Paste into Claude Code:
Build me an autonomous WordPress QA system for the Genuvia site. Spawn 4 parallel subagents using the Task tool: (1) Mobile UI agent that uses Playwright MCP to screenshot every page at 375px/768px/1440px and diff against last week's baseline, (2) Admin UX agent that logs into wp-admin and verifies CPT columns, ACF fields, and dropdowns render correctly, (3) Performance agent that runs Lighthouse on key templates, (4) Content integrity agent that checks for missing prices, broken shortcodes, and duplicated sources. Each agent should respect a rules.md file (no CSS overrides of Elementor, never reset passwords, ask before destructive actions). Output a single markdown report with screenshots, severity-ranked issues, and proposed fixes in a staging branch.
Test-Driven Bug Fix Loop
Your bug_fix sessions (7 of 10!) often required multiple iterations because fixes were validated visually after the fact. Flip the loop: every reported bug first becomes a failing Playwright/PHPUnit test, then Claude iterates autonomously until green—rerunning, refining, and self-correcting without you in the loop.

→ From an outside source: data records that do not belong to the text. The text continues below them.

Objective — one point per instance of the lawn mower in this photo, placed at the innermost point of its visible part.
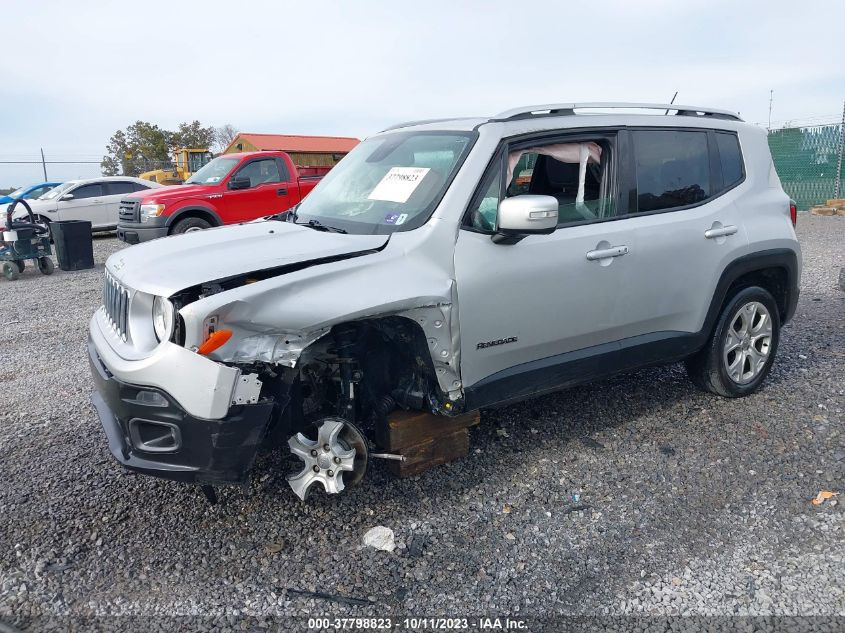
(21, 240)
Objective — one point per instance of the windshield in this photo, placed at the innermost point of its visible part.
(55, 193)
(387, 183)
(214, 172)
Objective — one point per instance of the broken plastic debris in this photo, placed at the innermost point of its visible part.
(823, 496)
(380, 538)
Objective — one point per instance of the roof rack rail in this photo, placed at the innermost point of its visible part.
(568, 109)
(399, 126)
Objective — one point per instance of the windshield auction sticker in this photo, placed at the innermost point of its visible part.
(398, 184)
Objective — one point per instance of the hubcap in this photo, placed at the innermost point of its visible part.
(748, 342)
(326, 459)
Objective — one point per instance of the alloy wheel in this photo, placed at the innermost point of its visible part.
(748, 342)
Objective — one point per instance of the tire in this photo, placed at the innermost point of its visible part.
(189, 225)
(10, 271)
(46, 222)
(45, 265)
(736, 359)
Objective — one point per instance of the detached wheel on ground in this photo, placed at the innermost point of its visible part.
(741, 351)
(188, 225)
(45, 265)
(10, 271)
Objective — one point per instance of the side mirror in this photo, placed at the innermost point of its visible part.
(525, 215)
(240, 182)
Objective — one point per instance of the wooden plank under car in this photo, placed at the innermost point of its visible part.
(425, 440)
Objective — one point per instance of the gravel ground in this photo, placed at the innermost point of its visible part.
(636, 494)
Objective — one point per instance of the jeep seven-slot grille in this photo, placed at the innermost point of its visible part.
(116, 305)
(128, 211)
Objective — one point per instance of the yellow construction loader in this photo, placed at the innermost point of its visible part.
(186, 161)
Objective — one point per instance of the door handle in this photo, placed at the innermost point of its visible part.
(604, 253)
(721, 231)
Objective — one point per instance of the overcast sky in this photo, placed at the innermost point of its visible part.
(74, 72)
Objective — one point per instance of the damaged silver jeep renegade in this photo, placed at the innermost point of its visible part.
(447, 266)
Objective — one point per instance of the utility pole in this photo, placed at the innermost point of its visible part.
(675, 96)
(771, 96)
(839, 161)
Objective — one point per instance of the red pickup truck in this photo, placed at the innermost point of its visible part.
(231, 188)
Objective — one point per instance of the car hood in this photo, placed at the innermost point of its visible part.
(168, 265)
(20, 211)
(169, 193)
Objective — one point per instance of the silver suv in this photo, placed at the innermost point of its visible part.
(448, 266)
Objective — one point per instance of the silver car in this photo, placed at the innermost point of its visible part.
(96, 200)
(444, 267)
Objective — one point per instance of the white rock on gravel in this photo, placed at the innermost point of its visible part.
(380, 538)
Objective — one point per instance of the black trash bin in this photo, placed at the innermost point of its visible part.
(74, 246)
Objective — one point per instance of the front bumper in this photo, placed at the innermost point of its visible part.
(136, 233)
(150, 433)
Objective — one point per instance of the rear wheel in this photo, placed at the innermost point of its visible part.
(10, 271)
(45, 265)
(189, 225)
(741, 351)
(40, 219)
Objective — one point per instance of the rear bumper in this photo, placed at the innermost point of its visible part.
(136, 233)
(148, 432)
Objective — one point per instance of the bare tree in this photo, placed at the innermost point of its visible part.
(223, 136)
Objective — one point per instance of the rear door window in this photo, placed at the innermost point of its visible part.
(673, 168)
(87, 191)
(122, 187)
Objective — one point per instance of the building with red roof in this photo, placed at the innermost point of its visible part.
(303, 150)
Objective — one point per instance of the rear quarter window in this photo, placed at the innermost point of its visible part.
(730, 157)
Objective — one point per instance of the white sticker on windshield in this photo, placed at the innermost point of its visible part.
(398, 184)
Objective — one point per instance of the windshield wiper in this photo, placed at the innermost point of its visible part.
(319, 226)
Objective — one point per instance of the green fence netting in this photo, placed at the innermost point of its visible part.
(806, 161)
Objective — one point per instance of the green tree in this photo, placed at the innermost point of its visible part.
(192, 135)
(141, 147)
(223, 136)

The tooltip-positioning and MFP-modal bugs that took multiple rounds would resolve in one session.
Getting started: Combine Claude Code's bash loop with Playwright MCP and a 'fix-until-green' system prompt. Use git worktrees so parallel fix attempts don't collide.
Paste into Claude Code:
I want you to operate in test-first autonomous mode. When I report a bug, you will: (1) Write a failing Playwright test (or PHPUnit test for backend) that reproduces it exactly, (2) Commit the failing test, (3) Enter a fix-iterate loop—write fix, run test, read failure, refine—up to 10 iterations without asking me, (4) Only stop when the test passes AND no other tests regress, (5) Report back with the diff and test output. Start with this bug: the mobile gender button on /mapa-ciala/ doesn't respond to taps on iOS Safari. Use git worktrees so you can try multiple approaches in parallel and pick the cleanest one.
Codex-Delegated Parallel Refactor Pipeline
Your Self-Assessment redesign already showed the power of delegating to Codex MCP. Scale this into a pipeline where you describe a large refactor once, and Claude orchestrates 3-5 Codex agents working on different modules simultaneously (classification, dedup, navigation, UI), with a supervisor agent reconciling conflicts and running integration tests. Multi-day feature builds compress into hours.
Getting started: Use mcp__codex__codex as worker agents orchestrated by Claude Code as supervisor, with TaskCreate/TaskUpdate for coordination and a shared design doc as the source of truth.
Paste into Claude Code:
Act as a refactor supervisor. I'll give you a feature spec; you'll decompose it into 4-6 independent workstreams and dispatch each to a parallel mcp__codex__codex invocation. Maintain a TaskCreate board tracking each workstream's status. After all workers complete, you run an integration pass: resolve merge conflicts, run the full test suite, and produce a single PR with a unified changelog. Workstreams must have clear interface contracts so they can't break each other. First feature: 'Rebuild the body-part CPT system with a treatment dropdown, identity-aware classification, dedup logic with configurable thresholds, and a triage-first admin UI.' Begin by proposing the workstream decomposition and interface contracts, then ask for my approval before dispatching workers.
"User abandoned a broken presentation tour and just asked Claude to write a client email instead"
During a long Genuvia site refinement session, after multiple failed attempts to get the /prezentacja/ tour working, the user gave up on the feature entirely and pivoted to having Claude draft a client email — a very human 'forget it, let's just send the email' moment.